MAPA: A Linked Open Data Gazetteer of Ancient Babylonia

Item

Title
MAPA: A Linked Open Data Gazetteer of Ancient Babylonia
Description
A poster presented at the DHSI 2021 – Online Edition Conference & Colloquium, June 7–14, 2021
Creator
Samuel D. Clark
Shai Gordin
Date
2021
Format
PDF
Rights Holder
Samuel D. Clark and Shai Gordin
Abstract
The “Mesopotamian Ancient Placenames Almanac” (MAPA) is planned as a long-term project for the historical geography of Mesopotamia in the age of Empires, aiming to incorporate both textual and remote-sensing data for large scale relational mapping of the landscape. The core of the project is a gazetteer of place names assembled from 6th & 5th Century BCE cuneiform texts from southern Babylonia, and in line with World Historical Gazetteer protocols, as well as ground, aerial, and satellite surveys of the area.

After a brief summary of the assembly of the recently published Gazetteer (v0.1: https://doi.org/10.5281/zenodo.4540616), the poster presents two next steps in the project, with a focus on the digital tools in use, and their unique benefits to the analysis. Specifically, the annotation tool Recogito (<https://recogito.pelagios.org/>) and the network analytics tool Gephi (<https://gephi.org/>).

Recogito, along with the in-browser Markdown editor StackEdit (stacked.io), is a central part of enriching the gazetteer with data accumulated from thousands of Akkadian everyday records, which are available in multiple formats: in transliteration, as summaries in both English and German, and in English translation. This is done in parallel pipelines: a manual pipeline centered around digitizing texts in Stackedit, and then using Recogito to create a TEI/XML file that can be incorporated into the gazetteer, and a semi-automated pipeline, which scrapes the necessary data from previously digitized or partially-digitized records using unique aspects of the Akkadian language and NER (Named Entity Recognition).

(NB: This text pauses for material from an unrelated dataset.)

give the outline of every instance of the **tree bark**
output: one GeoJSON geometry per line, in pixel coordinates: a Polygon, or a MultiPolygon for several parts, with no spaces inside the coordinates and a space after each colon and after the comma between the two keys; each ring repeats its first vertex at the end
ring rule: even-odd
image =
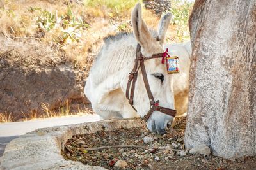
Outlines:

Gephi, a network analytic tool, easily analyses the connections between toponyms in the gazetteer. A preliminary analysis showed great promise, and as data regarding the number of recorded connections, the strength of these connections, and the (lack of) doubt surrounding these connections accumulates, this analysis can be made more and more accurate. These connections will serve as a bridge to the final step of the project, a remote-sensing survey of S. East Mesopotamia and an attempt to assign these toponyms to a physical geographic feature.